Further heavy falls in share prices on global stock markets are in prospect next week after prices on Wall Street collapsed last night following US inflation figures which were far higher than market analysts had expected.
While most of the losses on the markets in recent weeks have been confined to technology stocks, which had risen to unprecedented levels, yesterday's heavy selling on Wall Street extended into the financial and industrial stocks, which make up the Dow Jones and S&P-500 indexes.
At the close of heavy trading on Wall Street, the Dow was down 5.6 per cent, the broader-based S&P-500 index was down 5.8 per cent, while the Nasdaq index of technology shares had plunged almost 10 per cent as investors dumped high-priced technology issues.
Yesterday saw the biggest one-day fall on the Nasdaq and means that one-third of the value of shares listed on the index has been wiped out in the past week.
Leading financial and industrial shares are being sold in anticipation of an increase in US interest rates when the Federal Reserve chairman, Mr Alan Greenspan, convenes his next policy-making committee meeting on May 16th.
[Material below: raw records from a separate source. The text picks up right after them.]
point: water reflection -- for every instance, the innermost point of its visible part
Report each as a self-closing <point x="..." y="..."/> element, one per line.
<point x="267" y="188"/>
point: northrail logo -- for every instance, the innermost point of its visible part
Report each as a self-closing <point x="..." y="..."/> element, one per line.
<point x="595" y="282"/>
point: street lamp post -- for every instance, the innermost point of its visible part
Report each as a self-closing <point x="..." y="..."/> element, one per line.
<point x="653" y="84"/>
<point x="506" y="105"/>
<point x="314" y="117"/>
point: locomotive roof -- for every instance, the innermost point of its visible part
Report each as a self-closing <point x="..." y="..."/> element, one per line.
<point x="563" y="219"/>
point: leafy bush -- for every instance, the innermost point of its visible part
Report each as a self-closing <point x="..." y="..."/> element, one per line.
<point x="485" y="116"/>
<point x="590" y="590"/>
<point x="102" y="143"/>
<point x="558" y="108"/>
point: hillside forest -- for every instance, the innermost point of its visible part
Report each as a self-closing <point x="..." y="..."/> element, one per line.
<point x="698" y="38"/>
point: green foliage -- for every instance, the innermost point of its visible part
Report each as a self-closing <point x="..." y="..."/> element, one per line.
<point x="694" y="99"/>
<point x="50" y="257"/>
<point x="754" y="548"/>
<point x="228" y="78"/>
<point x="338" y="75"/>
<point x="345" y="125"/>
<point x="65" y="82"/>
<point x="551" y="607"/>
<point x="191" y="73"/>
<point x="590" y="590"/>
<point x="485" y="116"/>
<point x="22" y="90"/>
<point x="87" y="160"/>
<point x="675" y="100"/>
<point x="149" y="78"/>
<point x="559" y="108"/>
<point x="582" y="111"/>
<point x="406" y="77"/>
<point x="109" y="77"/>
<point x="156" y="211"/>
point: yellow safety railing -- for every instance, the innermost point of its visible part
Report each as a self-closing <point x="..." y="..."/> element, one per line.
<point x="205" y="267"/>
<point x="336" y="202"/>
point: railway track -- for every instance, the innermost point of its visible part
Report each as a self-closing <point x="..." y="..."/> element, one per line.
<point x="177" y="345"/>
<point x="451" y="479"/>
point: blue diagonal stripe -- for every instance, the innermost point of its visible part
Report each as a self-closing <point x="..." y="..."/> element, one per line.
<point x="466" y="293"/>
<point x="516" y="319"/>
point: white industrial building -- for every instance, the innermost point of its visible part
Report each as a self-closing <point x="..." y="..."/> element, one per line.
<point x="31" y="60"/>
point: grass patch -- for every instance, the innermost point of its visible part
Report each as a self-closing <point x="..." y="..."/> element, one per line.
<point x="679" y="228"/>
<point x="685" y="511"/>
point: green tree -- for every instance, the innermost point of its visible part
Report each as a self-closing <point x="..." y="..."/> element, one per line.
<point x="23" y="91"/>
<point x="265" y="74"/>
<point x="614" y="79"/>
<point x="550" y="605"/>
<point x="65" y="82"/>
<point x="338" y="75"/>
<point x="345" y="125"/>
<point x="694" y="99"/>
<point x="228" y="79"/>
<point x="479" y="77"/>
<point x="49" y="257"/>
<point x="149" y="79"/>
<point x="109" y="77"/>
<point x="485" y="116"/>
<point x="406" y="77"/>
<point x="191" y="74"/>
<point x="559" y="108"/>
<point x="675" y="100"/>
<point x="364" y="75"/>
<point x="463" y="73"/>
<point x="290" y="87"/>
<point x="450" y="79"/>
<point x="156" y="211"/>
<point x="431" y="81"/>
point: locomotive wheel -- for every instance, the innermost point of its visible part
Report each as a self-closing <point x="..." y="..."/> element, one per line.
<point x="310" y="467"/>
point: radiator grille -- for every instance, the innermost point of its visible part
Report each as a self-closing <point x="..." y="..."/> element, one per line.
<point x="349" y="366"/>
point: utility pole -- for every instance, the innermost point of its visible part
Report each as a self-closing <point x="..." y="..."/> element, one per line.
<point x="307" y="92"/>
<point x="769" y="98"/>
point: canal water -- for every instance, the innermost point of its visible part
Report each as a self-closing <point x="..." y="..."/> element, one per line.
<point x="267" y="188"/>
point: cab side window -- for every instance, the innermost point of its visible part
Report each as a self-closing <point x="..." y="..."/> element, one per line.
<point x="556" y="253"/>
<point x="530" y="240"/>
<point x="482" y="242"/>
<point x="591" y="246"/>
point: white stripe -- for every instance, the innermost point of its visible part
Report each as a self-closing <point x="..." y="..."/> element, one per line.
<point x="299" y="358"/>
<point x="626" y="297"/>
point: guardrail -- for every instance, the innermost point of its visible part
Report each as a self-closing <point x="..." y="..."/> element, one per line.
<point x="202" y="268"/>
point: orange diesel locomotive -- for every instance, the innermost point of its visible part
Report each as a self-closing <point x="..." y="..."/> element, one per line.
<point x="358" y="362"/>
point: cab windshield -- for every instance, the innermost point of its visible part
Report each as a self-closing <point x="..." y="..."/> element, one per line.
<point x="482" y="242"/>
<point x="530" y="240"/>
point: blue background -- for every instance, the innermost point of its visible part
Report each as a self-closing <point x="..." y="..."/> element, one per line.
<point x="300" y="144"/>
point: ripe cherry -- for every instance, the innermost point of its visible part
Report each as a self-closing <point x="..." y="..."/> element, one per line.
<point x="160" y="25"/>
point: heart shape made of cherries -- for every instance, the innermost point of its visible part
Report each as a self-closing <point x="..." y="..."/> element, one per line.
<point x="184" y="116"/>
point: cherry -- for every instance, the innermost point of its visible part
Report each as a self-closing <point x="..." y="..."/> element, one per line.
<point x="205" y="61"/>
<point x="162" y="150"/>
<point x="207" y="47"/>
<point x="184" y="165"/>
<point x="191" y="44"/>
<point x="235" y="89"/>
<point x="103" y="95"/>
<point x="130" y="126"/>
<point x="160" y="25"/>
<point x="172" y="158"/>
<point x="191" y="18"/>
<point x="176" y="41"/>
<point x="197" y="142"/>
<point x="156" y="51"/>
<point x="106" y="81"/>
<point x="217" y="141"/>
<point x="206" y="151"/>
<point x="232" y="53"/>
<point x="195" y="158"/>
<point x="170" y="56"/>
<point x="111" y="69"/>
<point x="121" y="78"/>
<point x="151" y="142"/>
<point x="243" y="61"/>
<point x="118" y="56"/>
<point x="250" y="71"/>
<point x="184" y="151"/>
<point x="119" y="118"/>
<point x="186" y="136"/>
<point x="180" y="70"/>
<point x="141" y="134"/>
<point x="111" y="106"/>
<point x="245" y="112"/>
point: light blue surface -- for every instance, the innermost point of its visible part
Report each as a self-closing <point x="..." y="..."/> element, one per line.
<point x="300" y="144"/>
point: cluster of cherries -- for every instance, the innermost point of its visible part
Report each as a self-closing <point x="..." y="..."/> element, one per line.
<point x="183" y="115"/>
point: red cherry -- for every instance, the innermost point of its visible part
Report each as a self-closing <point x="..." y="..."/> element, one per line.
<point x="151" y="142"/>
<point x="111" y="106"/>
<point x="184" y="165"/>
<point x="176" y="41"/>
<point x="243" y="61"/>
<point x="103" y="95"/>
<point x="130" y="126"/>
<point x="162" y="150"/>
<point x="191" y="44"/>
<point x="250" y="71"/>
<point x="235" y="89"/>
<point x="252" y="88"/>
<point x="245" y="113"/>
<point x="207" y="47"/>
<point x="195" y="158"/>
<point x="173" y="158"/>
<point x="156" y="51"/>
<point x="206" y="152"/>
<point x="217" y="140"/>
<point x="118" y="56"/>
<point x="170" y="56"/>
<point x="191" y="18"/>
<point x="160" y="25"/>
Mr Greenspan did not directly address the stock market decline when he spoke at a conference in Washington yesterday, but he did comment on "uncertain" valuations put on many stocks.
Already, an interest rate increase of a quarter of a percentage point by the Fed has been priced into the market. But yesterday's sharp response by the markets to the March inflation figures indicates a belief that the increase may be more aggressive - possibly half a percentage point - as the Fed tries to put a brake on inflationary pressures in the US economy.
Market analysts had been expecting a 0.5 per cent increase in inflation, so the 0.7 per cent rise came as a shock.
"This has nothing to do with moving funds from one sector to another, it's simply the typical market reaction to an awful set of American inflation numbers and the likelihood of a sharp hike in interest rates", said one Dublin fund manager.
A sustained stock market fall could undermine confidence in the US economy, the driving force of international growth. This could have knock-on effects on the Irish economy, which is heavily dependent on global markets and the fortunes of US companies.
Even before New York opened for business yesterday, European stock markets had fallen sharply following the publication of the US inflation figures. The FTSE100 index continued to fall after New York opened and closed 2.8 per cent down on the day.
Worst hit in London was the Irish Internet software company, Baltimore Technology, which was aggressively sold and fell more than 24 per cent to £53.44. Baltimore is now at less than half its price when it was included in the FTSE-100 index four weeks ago.
The pattern was the same on the Nasdaq, where Baltimore shares closed down 33 per cent at just over $74.
The Irish stock market was almost unaffected by the turmoil on overseas markets, but most dealers expect a heavy sell-off on Monday as Dublin catches up on the rest of the world markets.